I am also do not want to spend my time complying with this kind of regulation."
All of the above. If the FBI asked me to provide a "back door" to my service, I'm not sure whether I would just tell them "NO!", or give them the answer I more feel like giving them: "F**k Off And Die!"
Jesus Christ. Do you have reading comprehension issues?
I did not say you need timing data on 30 different streams! What I stated was that if you are trying to get timing data on ONE stream, when it is being used intermittently along with 29 others, in what amounts to practically random order, then... good luck with that. Because you'll need it.
"your obligation to report it as quickly as possible once you are out of harm's way remains."
It doesn't "remain", because it never existed in the first place.
I can be detained as a witness if they know I was there, but I have no legal obligation to volunteer a damned thing. I repeat: courts have been all over this one and there simply is no such obligation.
"Because not securing your weapon in some fashion is negligent."
Leaving it in the street might be negligent, but "not securing it in some fashion" does not qualify.
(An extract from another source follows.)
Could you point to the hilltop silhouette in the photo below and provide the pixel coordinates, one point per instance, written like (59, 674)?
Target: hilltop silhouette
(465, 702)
In my state, I can leave a loaded gun on my kitchen counter whenever I damned well please. If someone else (adult) takes it, they are solely responsible for their own actions.
Now, if I were to leave it like that where I knew it was easily accessible to a child, that might be considered negligent, even in my state.
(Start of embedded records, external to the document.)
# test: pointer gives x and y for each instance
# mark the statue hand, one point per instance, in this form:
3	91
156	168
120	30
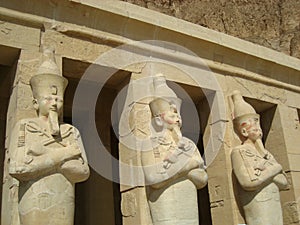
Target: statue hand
185	145
71	151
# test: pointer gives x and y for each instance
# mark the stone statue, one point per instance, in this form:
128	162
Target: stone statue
47	156
259	175
173	169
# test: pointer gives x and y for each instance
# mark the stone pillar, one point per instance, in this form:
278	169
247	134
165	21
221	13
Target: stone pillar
20	106
283	141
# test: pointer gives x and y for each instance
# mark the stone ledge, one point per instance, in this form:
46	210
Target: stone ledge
177	25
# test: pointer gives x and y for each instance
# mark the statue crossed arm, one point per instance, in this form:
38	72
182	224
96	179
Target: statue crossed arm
33	158
254	172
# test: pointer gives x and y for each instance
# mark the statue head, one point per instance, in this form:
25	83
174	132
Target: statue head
48	88
165	112
246	121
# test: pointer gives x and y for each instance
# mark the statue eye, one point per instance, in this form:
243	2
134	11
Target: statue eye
48	98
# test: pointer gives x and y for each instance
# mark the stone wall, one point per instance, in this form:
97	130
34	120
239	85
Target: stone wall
270	23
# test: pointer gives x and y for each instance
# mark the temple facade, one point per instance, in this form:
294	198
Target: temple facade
109	51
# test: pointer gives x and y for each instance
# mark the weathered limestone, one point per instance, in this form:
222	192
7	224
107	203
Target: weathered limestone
259	175
174	168
46	156
77	30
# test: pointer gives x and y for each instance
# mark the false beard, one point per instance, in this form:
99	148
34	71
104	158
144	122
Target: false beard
53	123
176	134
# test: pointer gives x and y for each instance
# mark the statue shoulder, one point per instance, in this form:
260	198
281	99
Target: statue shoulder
68	128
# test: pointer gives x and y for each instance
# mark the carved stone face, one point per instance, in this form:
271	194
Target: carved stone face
251	129
48	103
171	118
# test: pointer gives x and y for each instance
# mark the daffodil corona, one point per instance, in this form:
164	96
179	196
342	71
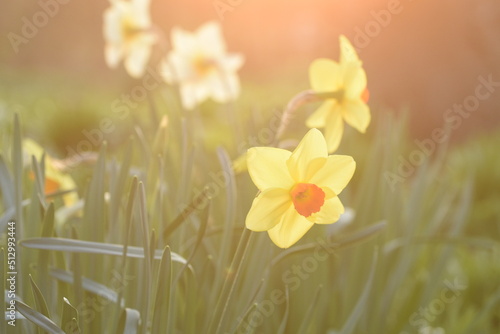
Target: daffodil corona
346	82
297	189
128	35
200	65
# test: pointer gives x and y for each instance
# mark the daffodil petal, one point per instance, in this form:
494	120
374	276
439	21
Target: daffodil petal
291	228
335	173
267	209
330	212
354	81
324	75
357	115
233	62
319	117
334	129
267	167
312	146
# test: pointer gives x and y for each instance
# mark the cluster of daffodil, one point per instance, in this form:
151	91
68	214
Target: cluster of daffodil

"Correct, but if you know he's a convicted felon and you loan it to him, you are liable, because that's negligent on your part."
If he's a convicted felon who has not had his firearms rights restored (which does happen pretty often), then I am not sure about negligence, but it might be against the law. Regardless; as I was saying that is not the kind of situation to which I was originally referring.
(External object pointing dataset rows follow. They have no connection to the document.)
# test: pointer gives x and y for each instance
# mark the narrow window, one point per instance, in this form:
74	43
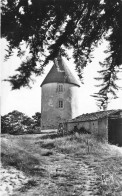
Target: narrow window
60	104
60	88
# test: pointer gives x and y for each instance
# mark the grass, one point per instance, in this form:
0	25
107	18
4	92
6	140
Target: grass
65	165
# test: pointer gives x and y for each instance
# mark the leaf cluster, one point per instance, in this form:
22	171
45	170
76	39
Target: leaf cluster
48	27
"specifically in the UK or Germany, where the courts have held the owners liable for unsecured wifi routers being used to commit crimes."
Perhaps, in the UK or Germany. I am not familiar with their laws. I was not lying by omission, I simply wasn't considering those regions. Perhaps I should have explicitly stated that I meant the U.S., where we have laws specifically protecting the owners in such cases (such as the DMCA).
"And here again, your post doesn't consider what negligence is: Which is not taking action ahead of time when it would have been prudent to do so. Which is all my original post was about."
Your original post contained statements about that law that were simply false, at least here where I live. I repeat: in general, I have no obligation to prevent a crime, even if I know it is taking place. Further, your comments were in reference to unsecured WiFi, which is specifically protected here by law. I can leave it unsecured and not only is that NOT considered negligence, I have an absolute legal defense (as long as I was not aware in advance of any crimes being committed).